Not long ago, a colleague sent around some results from studies of human happiness which show that despite strong increases in the amount of stuff in people's lives in the developed world in recent decades, self-reporting of happiness hasn't increased all that much. The research shows that people tend to base their sense of what they need to be happy not on some absolute internal sense of well being, but instead on a sort of mental comparison between themselves and others. With such mental calculus, the feeling of "enough" is never constant, but instead is ever-rising. In systems terms, this way of searching for happiness has the same dynamics that drove the Cold War search for security through assembling ever larger stores of weapons.
System dynamics teaches that there is one way out of any arms race, be it the race to obtain security by stockpiling more weapons than your enemy or happiness by acquiring more stuff than your neighbor. Arms races loose their fuel as soon as one party stops participating. The enoughness race, and its relentless impact on the Earth, would slow if more and more people found a way to set their own definition of enough and live by it.
Easier said than done, as seems always to be the case for true leverage points.
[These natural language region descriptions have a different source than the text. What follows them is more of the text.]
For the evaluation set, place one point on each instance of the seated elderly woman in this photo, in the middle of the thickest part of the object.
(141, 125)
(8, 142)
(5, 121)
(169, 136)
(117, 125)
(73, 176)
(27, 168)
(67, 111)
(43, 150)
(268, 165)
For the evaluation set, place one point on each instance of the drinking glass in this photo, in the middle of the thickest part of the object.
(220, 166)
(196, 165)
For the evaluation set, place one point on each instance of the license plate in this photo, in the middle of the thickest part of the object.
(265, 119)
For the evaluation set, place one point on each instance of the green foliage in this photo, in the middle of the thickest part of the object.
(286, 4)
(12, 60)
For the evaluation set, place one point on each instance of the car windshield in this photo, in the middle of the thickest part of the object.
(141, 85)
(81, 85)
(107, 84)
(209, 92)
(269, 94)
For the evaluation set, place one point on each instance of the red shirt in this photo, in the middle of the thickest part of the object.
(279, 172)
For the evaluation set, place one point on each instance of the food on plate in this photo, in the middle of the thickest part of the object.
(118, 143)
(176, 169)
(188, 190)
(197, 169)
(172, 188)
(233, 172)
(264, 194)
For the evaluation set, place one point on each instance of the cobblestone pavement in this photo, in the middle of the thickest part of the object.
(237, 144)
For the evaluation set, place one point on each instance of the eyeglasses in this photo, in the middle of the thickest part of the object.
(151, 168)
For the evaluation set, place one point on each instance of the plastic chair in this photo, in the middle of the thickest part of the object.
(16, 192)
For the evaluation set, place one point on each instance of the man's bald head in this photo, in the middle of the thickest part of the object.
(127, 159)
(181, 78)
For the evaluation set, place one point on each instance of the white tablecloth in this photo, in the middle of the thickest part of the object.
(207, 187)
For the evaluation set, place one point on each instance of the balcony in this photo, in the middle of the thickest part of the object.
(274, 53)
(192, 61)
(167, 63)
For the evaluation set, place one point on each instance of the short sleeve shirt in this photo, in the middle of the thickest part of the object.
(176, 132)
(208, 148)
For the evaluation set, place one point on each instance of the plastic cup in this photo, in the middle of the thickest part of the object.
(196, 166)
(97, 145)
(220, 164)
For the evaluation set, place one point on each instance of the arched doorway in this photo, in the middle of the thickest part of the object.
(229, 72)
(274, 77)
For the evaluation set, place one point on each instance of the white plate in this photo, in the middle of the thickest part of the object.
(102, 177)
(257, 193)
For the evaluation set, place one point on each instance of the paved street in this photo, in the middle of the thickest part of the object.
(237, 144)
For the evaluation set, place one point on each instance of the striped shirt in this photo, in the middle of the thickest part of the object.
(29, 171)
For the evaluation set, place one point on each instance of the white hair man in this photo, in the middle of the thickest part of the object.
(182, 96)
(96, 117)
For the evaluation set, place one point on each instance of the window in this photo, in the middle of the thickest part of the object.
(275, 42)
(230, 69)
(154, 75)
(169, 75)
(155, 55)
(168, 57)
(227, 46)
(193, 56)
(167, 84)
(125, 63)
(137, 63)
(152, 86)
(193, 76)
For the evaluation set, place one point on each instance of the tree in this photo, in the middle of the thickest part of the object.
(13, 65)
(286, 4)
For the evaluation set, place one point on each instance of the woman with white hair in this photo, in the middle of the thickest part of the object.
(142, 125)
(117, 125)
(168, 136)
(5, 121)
But, after a weekend of simple pleasures, from cheering for 8th grade basketball players, to walking in quiet woods, from listening to Christmas music, to cooking good food, it seems to me that defining enough may not be as hard as we sometimes think. And, not long home from the most recent UN climate conference, a simple fundamental solution, like defining what is enough, seems like it just might accomplish what geo-engineering, carbon markets, and new technologies might not. It might help us create societies that recognize and embrace the reality that our beautiful planet is also finite.